GSO-2010: Alaa Abi-Haidar and Luis M. Rocha
Collective Classification of Textual Documents Using Self-Organized Cross-Regulatory T-cells in the Adaptive Immune System
The immune system is a distributed collection of molecular constituents with no central controller. Therefore, its classification of self from nonself needs to result from a self-organizing, collective classification process, defined as the ability of decentralized systems of many components to classify situations that require global information or coordinated action. Nature is full of examples of collective classification: the dynamics of stomata cells on leaf surfaces are known to be statistically indistinguishable from the dynamics of automata that are capable of performing nontrivial classification, biochemical intracellular signal transduction networks are capable of emergent classification, quorum sensing in bacteria and social insects, etc. We can study collective classification in general models of complex system such as Cellular Automata, namely by identifying regular patterns in the dynamics that store, transmit and process information. Here, instead of looking at generalmodels of complex systems, we focus on a specific immunological model of T-Cell cross-regulation self-organizing dynamics.

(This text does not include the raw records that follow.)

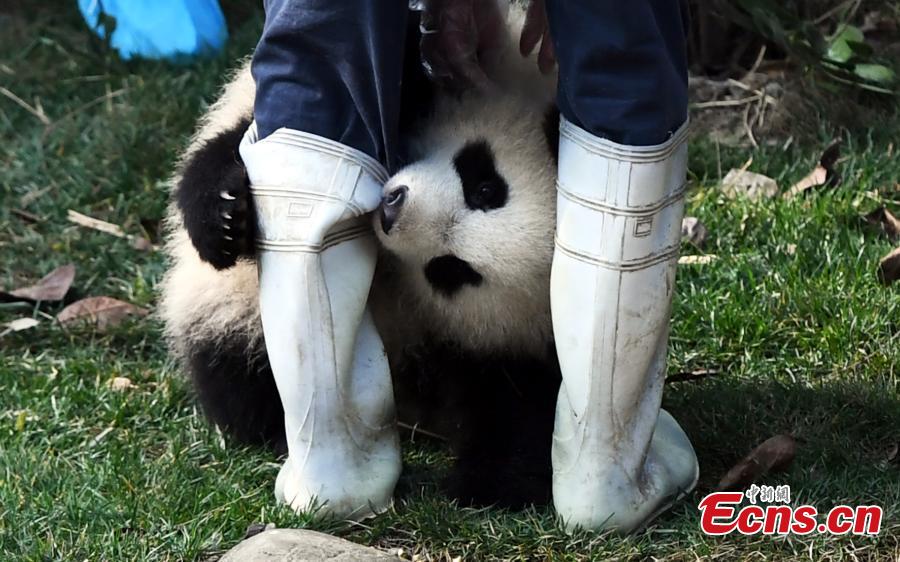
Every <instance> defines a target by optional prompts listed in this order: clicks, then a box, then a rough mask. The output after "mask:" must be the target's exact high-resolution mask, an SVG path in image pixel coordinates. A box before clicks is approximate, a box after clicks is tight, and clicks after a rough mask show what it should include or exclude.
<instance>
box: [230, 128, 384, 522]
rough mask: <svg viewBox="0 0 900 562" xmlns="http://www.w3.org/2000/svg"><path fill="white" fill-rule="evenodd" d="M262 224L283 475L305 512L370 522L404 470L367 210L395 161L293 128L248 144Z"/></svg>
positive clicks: (284, 481) (251, 186)
mask: <svg viewBox="0 0 900 562" xmlns="http://www.w3.org/2000/svg"><path fill="white" fill-rule="evenodd" d="M240 151H241V156H242V158H243V160H244V163H245V165H246V166H247V173H248V175H249V179H250V186H251V192H252V195H253V202H254V205H255V208H256V215H257V217H256V218H257V222H258V229H259V231H258V232H259V235H258V241H257V248H258V265H259V282H260V283H259V285H260V289H259V292H260V295H259V298H260V312H261V315H262V322H263V333H264V335H265V339H266V350H267V352H268V355H269V362H270V364H271V366H272V371H273V373H274V375H275V382H276V384H277V386H278V392H279V394H280V395H281V401H282V404H283V406H284V412H285V429H286V435H287V444H288V458H287V461H286V462H285V463H284V465H283V466H282V467H281V471H280V472H279V474H278V479H277V481H276V484H275V495H276V497H277V499H278V500H279V501H282V502H284V503H287V504H289V505H290V506H291V507H292V508H294V509H295V510H297V511H301V510H306V509H309V508H313V507H317V508H319V509H320V511H319V513H324V514H328V515H331V516H335V517H340V518H347V519H355V520H359V519H363V518H365V517H368V516H371V515H373V514H375V513H378V512H380V511H383V510H385V509H387V508H388V507H389V506H390V504H391V497H392V495H393V491H394V485H395V484H396V483H397V478H398V476H399V474H400V447H399V440H398V436H397V429H396V424H395V412H394V398H393V390H392V387H391V377H390V370H389V367H388V363H387V357H386V356H385V353H384V347H383V345H382V343H381V338H380V337H379V336H378V333H377V332H376V330H375V324H374V322H373V321H372V317H371V315H370V314H369V312H368V310H367V307H366V300H367V297H368V293H369V287H370V285H371V283H372V276H373V274H374V271H375V259H376V243H375V238H374V235H373V233H372V228H371V225H370V224H369V221H368V220H366V217H365V216H364V215H365V214H366V213H368V212H370V211H372V210H373V209H375V208H376V207H377V206H378V204H379V202H380V199H381V188H382V184H383V183H384V181H385V180H386V179H387V172H386V170H385V169H384V168H383V167H382V166H381V165H380V164H379V163H378V162H377V161H375V160H374V159H372V158H370V157H369V156H367V155H366V154H364V153H362V152H359V151H357V150H354V149H351V148H349V147H346V146H343V145H341V144H339V143H336V142H334V141H331V140H328V139H325V138H322V137H318V136H316V135H311V134H307V133H302V132H299V131H294V130H289V129H279V130H277V131H275V132H274V133H272V134H271V135H269V136H268V137H266V138H265V139H263V140H259V141H258V140H257V139H256V128H255V126H251V128H250V130H249V131H248V132H247V134H246V136H245V137H244V140H243V142H242V143H241V147H240Z"/></svg>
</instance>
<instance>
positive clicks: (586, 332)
mask: <svg viewBox="0 0 900 562" xmlns="http://www.w3.org/2000/svg"><path fill="white" fill-rule="evenodd" d="M547 9H548V16H549V20H550V25H551V27H552V29H551V32H552V34H553V37H554V39H555V41H556V52H557V56H558V58H559V65H560V92H559V104H560V111H561V113H562V115H563V116H564V117H565V119H564V120H563V122H562V124H561V127H560V145H559V175H558V184H557V185H558V197H557V202H558V205H557V233H556V249H555V253H554V258H553V266H552V272H551V308H552V317H553V329H554V335H555V340H556V345H557V352H558V355H559V361H560V367H561V370H562V375H563V382H562V386H561V388H560V393H559V397H558V402H557V411H556V421H555V428H554V438H553V451H552V462H553V468H554V475H553V497H554V503H555V505H556V509H557V511H558V513H559V514H560V515H561V517H562V518H563V520H564V521H565V522H566V525H567V526H568V527H569V528H574V527H586V528H592V529H601V528H614V529H617V530H619V531H623V532H629V531H633V530H635V529H639V528H641V527H643V526H644V525H646V524H647V523H648V522H649V521H651V520H652V519H653V518H654V517H655V516H656V515H657V514H659V513H660V512H661V511H663V510H664V509H666V508H667V507H668V506H669V505H671V503H672V502H673V501H675V500H676V499H677V498H678V497H680V496H681V495H683V494H685V493H687V492H689V491H690V490H691V489H692V488H693V487H694V485H695V483H696V481H697V475H698V466H697V459H696V456H695V454H694V450H693V448H692V446H691V443H690V441H689V440H688V437H687V435H686V434H685V433H684V431H682V429H681V428H680V427H679V426H678V424H677V423H676V422H675V420H674V419H673V418H672V416H670V415H669V414H668V413H666V412H665V411H663V410H660V403H661V399H662V390H663V383H664V379H665V367H666V352H667V343H668V342H667V340H668V331H669V314H670V309H671V302H672V296H673V293H674V289H675V268H676V264H677V257H678V249H679V243H680V224H681V217H682V213H683V208H684V202H683V196H684V189H685V175H686V168H687V145H686V144H685V141H686V137H687V124H686V121H687V63H686V54H685V53H686V49H685V36H684V33H685V32H684V26H683V23H684V21H686V3H685V2H659V3H647V2H638V3H631V4H628V5H620V4H619V3H615V2H609V1H601V2H595V1H589V0H548V2H547ZM576 123H577V125H576Z"/></svg>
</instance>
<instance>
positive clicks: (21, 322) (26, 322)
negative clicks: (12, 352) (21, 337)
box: [0, 318, 40, 338]
mask: <svg viewBox="0 0 900 562" xmlns="http://www.w3.org/2000/svg"><path fill="white" fill-rule="evenodd" d="M38 324H40V321H38V320H35V319H34V318H16V319H15V320H11V321H9V322H6V323H5V324H3V325H2V326H3V330H0V338H2V337H3V336H5V335H6V334H8V333H10V332H21V331H22V330H28V329H30V328H34V327H35V326H37V325H38Z"/></svg>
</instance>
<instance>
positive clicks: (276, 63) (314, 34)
mask: <svg viewBox="0 0 900 562" xmlns="http://www.w3.org/2000/svg"><path fill="white" fill-rule="evenodd" d="M265 8H266V21H265V26H264V29H263V33H262V38H261V39H260V41H259V44H258V45H257V47H256V52H255V54H254V56H253V62H252V71H253V77H254V80H255V81H256V87H257V93H256V105H255V109H254V116H255V119H256V123H257V127H258V130H259V134H260V138H262V137H265V136H267V135H268V134H270V133H272V132H273V131H275V130H276V129H278V128H281V127H287V128H291V129H296V130H299V131H304V132H307V133H312V134H315V135H319V136H322V137H326V138H328V139H331V140H334V141H337V142H340V143H342V144H344V145H347V146H350V147H353V148H356V149H358V150H361V151H363V152H365V153H367V154H369V155H370V156H372V157H374V158H376V159H377V160H379V161H380V162H382V163H383V164H385V165H386V166H388V167H389V168H390V167H392V165H393V164H394V162H395V161H396V158H397V154H396V152H397V136H398V130H397V129H398V122H399V112H400V81H401V76H402V72H403V49H404V39H405V29H406V20H407V13H408V11H407V9H408V1H407V0H378V1H377V2H376V1H373V0H266V2H265Z"/></svg>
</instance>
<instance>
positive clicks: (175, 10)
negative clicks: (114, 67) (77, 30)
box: [78, 0, 228, 59]
mask: <svg viewBox="0 0 900 562" xmlns="http://www.w3.org/2000/svg"><path fill="white" fill-rule="evenodd" d="M78 7H79V8H80V9H81V14H82V15H83V16H84V19H85V21H86V22H87V23H88V25H89V26H90V27H91V29H93V30H94V31H95V32H96V33H97V35H99V36H100V37H104V38H105V37H106V36H107V34H108V33H109V32H110V31H112V36H111V37H110V43H111V45H112V47H113V48H115V49H116V50H117V51H118V52H119V55H120V56H121V57H122V58H123V59H130V58H132V57H143V58H152V59H176V58H180V57H184V56H196V55H207V54H213V53H215V52H217V51H219V50H220V49H221V48H222V46H223V45H224V44H225V40H226V39H227V38H228V30H227V29H226V27H225V17H224V16H223V15H222V9H221V8H220V7H219V2H218V0H78ZM101 15H105V17H101ZM108 18H112V19H114V20H115V26H114V27H113V26H109V27H113V29H107V25H106V24H105V22H106V21H108Z"/></svg>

By guiding the self-organizing dynamics of this model from initial conditions and dynamical parameters, we have : (1) built a novel bio-inspired machine learning solution for document classification, and (2) provided a better understanding of how well collections of T-Cells engaged in crossregulation perform as a classifier. The first goal entails a bioinspired approach to computational intelligence, and the second a computational biology experiment, but both are based on complex systems principles.

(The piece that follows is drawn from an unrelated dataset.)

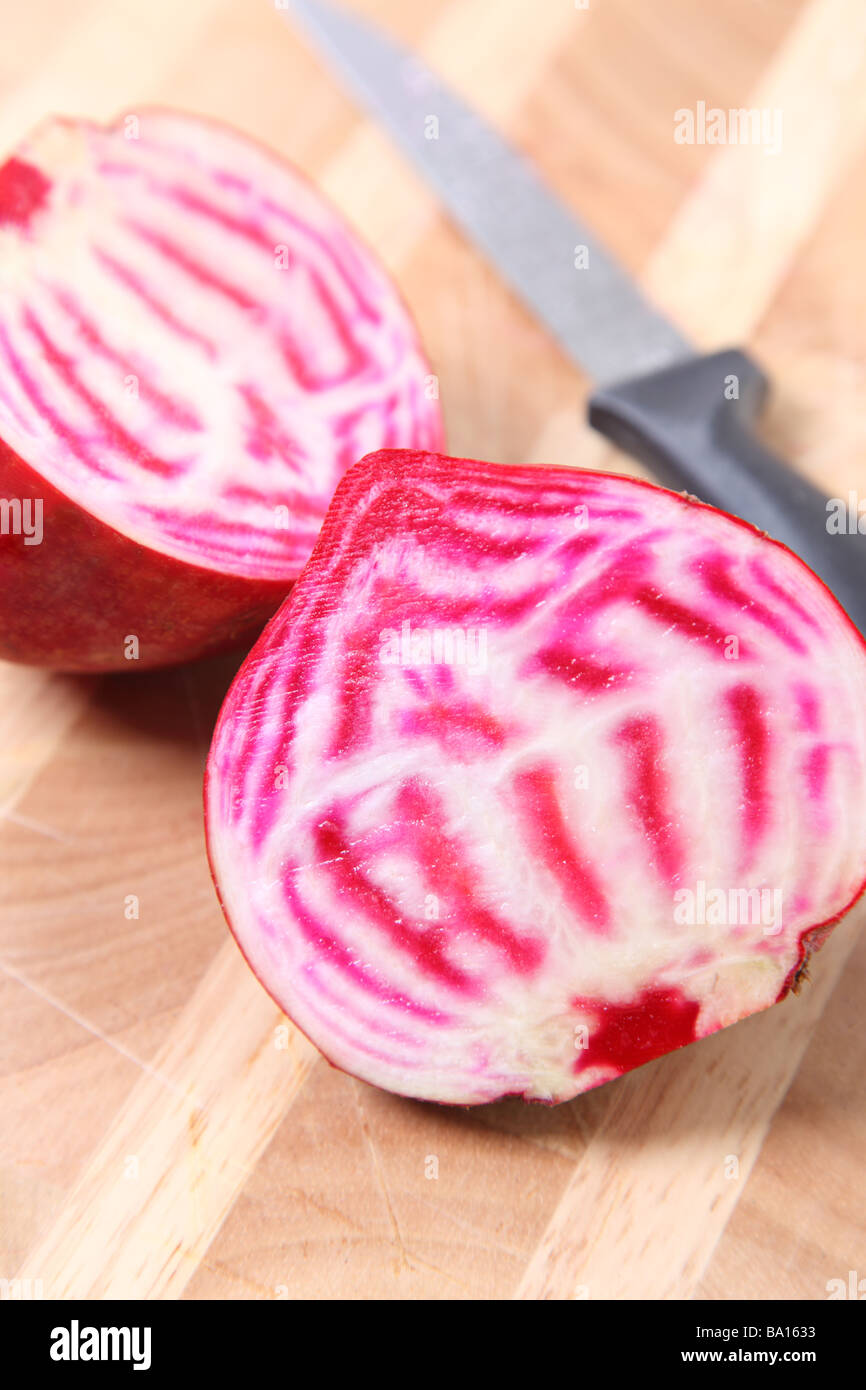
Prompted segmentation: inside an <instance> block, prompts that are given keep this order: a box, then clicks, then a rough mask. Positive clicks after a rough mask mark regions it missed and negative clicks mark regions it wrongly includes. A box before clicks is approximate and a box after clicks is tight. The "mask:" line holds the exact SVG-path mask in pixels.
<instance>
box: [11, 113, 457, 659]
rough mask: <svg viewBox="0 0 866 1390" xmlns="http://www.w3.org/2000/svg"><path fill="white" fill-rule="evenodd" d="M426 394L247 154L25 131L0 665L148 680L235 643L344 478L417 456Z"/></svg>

Our bio-inspired solution for binary classification of textual documents is inspired by T-cell cross-regulation in the vertebrate adaptive immune system, which is a complex adaptive system of millions of self-organized cells, interacting to distinguish between self and nonself substances. In analogy, automatic document classification assumes that the "interaction" and co-occurrence of thousands of words in text can be used to identify conceptually-related classes of documents-at a minimum, two classes with relevant and irrelevant documents for a given concept or preference (e.g. articles with protein-protein interaction information, and desirable e-mail, known as ham, in contrast to fraudulent and illegitimate e-mail, known as spam). Our agent-based method for document classification expands the existing analytical model of T-Cell crossregulation , by allowing us to deal simultaneously with many distinct populations of antigen-specific T-Cells and their collective and decentralized self-organized dynamics.

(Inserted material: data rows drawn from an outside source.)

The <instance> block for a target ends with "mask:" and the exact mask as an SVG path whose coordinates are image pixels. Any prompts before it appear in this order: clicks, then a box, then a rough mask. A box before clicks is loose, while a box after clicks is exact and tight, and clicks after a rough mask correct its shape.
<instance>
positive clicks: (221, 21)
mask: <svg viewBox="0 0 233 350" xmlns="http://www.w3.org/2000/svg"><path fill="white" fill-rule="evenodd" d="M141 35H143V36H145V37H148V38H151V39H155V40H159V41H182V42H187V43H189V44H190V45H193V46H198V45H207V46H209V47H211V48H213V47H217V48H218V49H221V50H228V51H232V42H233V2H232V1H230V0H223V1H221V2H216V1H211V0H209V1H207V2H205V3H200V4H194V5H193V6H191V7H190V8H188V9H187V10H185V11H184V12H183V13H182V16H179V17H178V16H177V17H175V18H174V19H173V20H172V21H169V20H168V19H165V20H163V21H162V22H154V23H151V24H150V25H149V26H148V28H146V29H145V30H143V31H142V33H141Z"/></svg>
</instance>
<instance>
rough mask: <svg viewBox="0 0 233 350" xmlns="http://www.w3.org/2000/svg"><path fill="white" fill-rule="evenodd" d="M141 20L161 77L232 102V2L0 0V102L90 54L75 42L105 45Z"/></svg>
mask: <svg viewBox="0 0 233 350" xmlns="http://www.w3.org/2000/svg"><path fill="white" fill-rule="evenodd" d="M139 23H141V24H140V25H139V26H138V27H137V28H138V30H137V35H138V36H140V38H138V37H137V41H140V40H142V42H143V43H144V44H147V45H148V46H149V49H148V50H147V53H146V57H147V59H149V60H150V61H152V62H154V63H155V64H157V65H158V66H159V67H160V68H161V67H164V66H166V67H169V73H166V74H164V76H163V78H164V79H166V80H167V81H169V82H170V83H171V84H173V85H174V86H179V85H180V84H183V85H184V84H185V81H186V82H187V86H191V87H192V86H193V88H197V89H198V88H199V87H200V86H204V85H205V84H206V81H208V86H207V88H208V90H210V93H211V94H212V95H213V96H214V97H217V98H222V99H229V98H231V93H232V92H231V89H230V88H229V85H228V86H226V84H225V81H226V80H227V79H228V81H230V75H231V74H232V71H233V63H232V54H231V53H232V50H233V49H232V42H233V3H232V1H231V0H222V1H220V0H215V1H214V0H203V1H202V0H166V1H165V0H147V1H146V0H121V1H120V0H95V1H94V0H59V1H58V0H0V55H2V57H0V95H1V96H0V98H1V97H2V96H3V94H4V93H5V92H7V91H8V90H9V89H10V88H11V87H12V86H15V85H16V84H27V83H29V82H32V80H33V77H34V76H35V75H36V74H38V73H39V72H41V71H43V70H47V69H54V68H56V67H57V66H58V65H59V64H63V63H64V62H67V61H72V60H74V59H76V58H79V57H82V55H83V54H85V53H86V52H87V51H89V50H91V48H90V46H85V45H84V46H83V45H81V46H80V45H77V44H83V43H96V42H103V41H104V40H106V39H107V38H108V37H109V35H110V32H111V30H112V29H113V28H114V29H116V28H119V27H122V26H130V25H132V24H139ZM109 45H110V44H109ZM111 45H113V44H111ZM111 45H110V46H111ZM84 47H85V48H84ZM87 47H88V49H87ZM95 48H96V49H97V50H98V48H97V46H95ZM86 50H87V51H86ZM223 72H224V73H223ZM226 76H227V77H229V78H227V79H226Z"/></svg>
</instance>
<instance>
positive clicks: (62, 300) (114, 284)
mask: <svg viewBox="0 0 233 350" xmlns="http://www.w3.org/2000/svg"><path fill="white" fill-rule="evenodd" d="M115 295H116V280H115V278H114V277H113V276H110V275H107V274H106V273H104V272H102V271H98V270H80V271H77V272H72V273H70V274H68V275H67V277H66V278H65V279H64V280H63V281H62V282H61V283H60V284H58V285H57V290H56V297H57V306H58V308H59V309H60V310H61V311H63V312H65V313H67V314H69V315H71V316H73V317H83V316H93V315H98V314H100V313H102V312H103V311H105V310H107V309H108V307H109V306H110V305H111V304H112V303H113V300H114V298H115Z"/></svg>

Our results are useful for machine learning in general and biomedical text mining in particular, but they also help us understand T-cell cross-regulation as a potential general principle of classification available to collectives of molecules without a central controller---a paradigmatic case of guided self-organization. While there is still much to know about the specifics of T-cell cross-regulation in adaptive immunity, Artificial Life models such as ours, allow us to explore alternative emergent classification principles while producing useful bio-inspired tools.